In $\frac{\overline{SIX}}{\overline{NINE}}=\frac23$ every letter denotes a UNIQUE digit,find $I$.
Expanding the fraction in base $10$ we have:
$300S+30I+3X=2020N+200I+2E$ , but this doesn't help much.We may deduce that since $\overline{SIX}\lt1000$ so $\overline{NINE}\lt1500$ , now we know $N=1$.How to find other digits specially $I$?
On
Because $N=1$, the equation is:
$300S + 3X = 2020 + 170I +2E$
Let's write it $R(S,X) = L(I,E)$.
We notice that $L(5,0)=2870$ and $R(9,9)=2727 < L(5,0)$ so $I<5$.
Let's check the remaining 5 possible values for $I$:
Then $2020 \leq L(0,E) \leq 2038$
But $R(7,0)=2100$ and $R(6,9) = 1827$ so we cannot have $R(S,X) = L(0,E)$.
Hence $I=0$ is not possible.
Then $2190 \leq L(1,E) \leq 2208$
But $R(8,0)=2400$ and $R(7,9) = 2127$ so we cannot have $R(S,X) = L(1,E)$.
Hence $I=1$ is not possible.
Then $2360\leq L(2,E) \leq 2378$
But $R(8,0)=2400$ and $R(7,9) = 2127$ so we cannot have $R(S,X) = L(2,E)$.
Hence $I=2$ is not possible.
Then $2530\leq L(3,E) \leq 2548$
But $R(9,0)=2700$ and $R(8,9) = 2427$ so we cannot have $R(S,X) = L(3,E)$.
Hence $I=3$ is not possible.
Then $2700\leq L(4,E) \leq 2718$
We have $R(8,9) = 2427 < 2700$ so we must have $S=9$.
The equation becomes $3X=2E$ .
We find 4 solutions: $(0,0), (2,3), (4,6), (6,9)$.
Finally, $I=4$ and the 4 solutions are: $\left(\frac{940}{1410},\frac{942}{1413},\frac{944}{1416},\frac{946}{1419}\right)$.
$$3\times\overline{SIX}=2\times\overline{NINE}$$
As you wrote, we have $N=1$. Also, we know that $X$ is even.
Let us separate it into cases. In the following, let $[n]$ be the right-most digit of $n$.
Case 1 : $X=0$. Then, $E=0,5$ from $[2E]=[3X]=0$. If $E=0$, then since the right-most two digits of $3\times\overline{IX}$ has to be $20$, we have to have $[3I]=2$ so $I=4$ which is sufficient. If $E=5$, then $[3I]=3$ so $I=1$ which is not sufficient since $1115$ is not a multiple of $3$.
Case 2 : $X=2$. Then, $E=3,8$. If $E=3$, then $[3I]=2$ so $I=4$. If $E=8$, then $[3I]=3$ so $I=1$ which is not sufficient.
Case 3 : $X=4$. Then, $E=1,6$. If $E=1$, then $[3I]=1$ so $I=7$ which is not sufficient. If $E=6$, then $[3I]=2$ so $I=4$.

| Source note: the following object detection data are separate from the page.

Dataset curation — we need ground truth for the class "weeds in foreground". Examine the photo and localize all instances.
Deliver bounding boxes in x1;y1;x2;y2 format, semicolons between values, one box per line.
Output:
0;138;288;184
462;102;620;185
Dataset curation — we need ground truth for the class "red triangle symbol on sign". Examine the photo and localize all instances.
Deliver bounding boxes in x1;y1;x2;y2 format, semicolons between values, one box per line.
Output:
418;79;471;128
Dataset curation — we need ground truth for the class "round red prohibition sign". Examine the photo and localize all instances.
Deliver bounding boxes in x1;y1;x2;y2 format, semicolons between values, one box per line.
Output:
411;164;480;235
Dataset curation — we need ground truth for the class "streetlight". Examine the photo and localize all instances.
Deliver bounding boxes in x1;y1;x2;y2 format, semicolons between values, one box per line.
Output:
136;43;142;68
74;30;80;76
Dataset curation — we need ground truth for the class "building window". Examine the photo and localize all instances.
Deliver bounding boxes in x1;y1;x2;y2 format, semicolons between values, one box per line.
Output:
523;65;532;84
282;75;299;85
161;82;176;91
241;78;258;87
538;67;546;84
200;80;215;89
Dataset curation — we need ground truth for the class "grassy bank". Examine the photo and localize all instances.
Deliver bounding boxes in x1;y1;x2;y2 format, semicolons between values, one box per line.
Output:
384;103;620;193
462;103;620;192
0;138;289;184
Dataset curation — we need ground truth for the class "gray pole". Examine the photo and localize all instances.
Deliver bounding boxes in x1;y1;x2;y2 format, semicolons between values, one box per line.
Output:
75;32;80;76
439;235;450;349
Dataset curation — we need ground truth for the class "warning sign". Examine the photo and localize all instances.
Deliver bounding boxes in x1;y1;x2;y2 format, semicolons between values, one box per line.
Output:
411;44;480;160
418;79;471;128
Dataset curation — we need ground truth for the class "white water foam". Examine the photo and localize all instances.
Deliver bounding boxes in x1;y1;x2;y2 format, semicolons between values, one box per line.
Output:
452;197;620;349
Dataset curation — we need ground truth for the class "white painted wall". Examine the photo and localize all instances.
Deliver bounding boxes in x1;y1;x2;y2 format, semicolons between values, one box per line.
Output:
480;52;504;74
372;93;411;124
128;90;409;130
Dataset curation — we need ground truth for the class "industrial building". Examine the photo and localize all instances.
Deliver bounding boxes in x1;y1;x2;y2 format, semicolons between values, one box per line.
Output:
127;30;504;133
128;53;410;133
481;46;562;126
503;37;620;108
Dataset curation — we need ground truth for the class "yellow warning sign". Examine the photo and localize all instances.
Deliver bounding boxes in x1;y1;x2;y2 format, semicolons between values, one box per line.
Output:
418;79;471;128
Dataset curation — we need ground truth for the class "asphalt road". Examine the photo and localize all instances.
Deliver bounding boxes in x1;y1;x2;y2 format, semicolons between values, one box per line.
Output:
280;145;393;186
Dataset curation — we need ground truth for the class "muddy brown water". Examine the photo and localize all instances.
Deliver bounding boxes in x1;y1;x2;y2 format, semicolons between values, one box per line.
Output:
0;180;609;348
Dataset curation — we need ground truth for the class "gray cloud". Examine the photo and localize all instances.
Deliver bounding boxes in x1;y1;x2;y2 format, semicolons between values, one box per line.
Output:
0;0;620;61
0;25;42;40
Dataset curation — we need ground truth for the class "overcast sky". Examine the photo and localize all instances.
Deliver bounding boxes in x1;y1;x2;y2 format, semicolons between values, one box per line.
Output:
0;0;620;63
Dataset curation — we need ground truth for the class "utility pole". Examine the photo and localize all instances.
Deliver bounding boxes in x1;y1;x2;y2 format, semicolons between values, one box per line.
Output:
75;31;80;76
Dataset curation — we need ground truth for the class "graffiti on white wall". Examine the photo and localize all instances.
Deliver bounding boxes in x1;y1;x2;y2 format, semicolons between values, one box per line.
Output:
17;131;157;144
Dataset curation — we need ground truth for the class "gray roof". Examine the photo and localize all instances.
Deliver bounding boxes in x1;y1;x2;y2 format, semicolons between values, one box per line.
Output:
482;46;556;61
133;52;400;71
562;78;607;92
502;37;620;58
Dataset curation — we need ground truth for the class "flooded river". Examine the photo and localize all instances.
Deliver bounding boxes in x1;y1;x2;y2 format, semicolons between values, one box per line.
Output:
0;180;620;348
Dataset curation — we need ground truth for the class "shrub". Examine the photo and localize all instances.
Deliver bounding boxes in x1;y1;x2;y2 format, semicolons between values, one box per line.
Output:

Case 4 : $X=6$. Then, $E=4,9$. If $E=4$, then $[3I]=1$ so $I=7$ which is not sufficient. If $E=9$, then $[3I]=2$ so $I=4$.
Case 5 : $X=8$. Then, $E=2,7$. If $E=2$, then $[3I]=0$ so $I=0$ which is not sufficient. If $E=7$, then $[3I]=1$ so $I=7$ which is not sufficient.
Therefore, $\color{red}{I=4}$. $\left(\frac{940}{1410},\frac{942}{1413},\frac{944}{1416},\frac{946}{1419}\right)$
P.S. "every letter denotes a UNIQUE digit" then $\frac{942}{1413}$ is the only solution.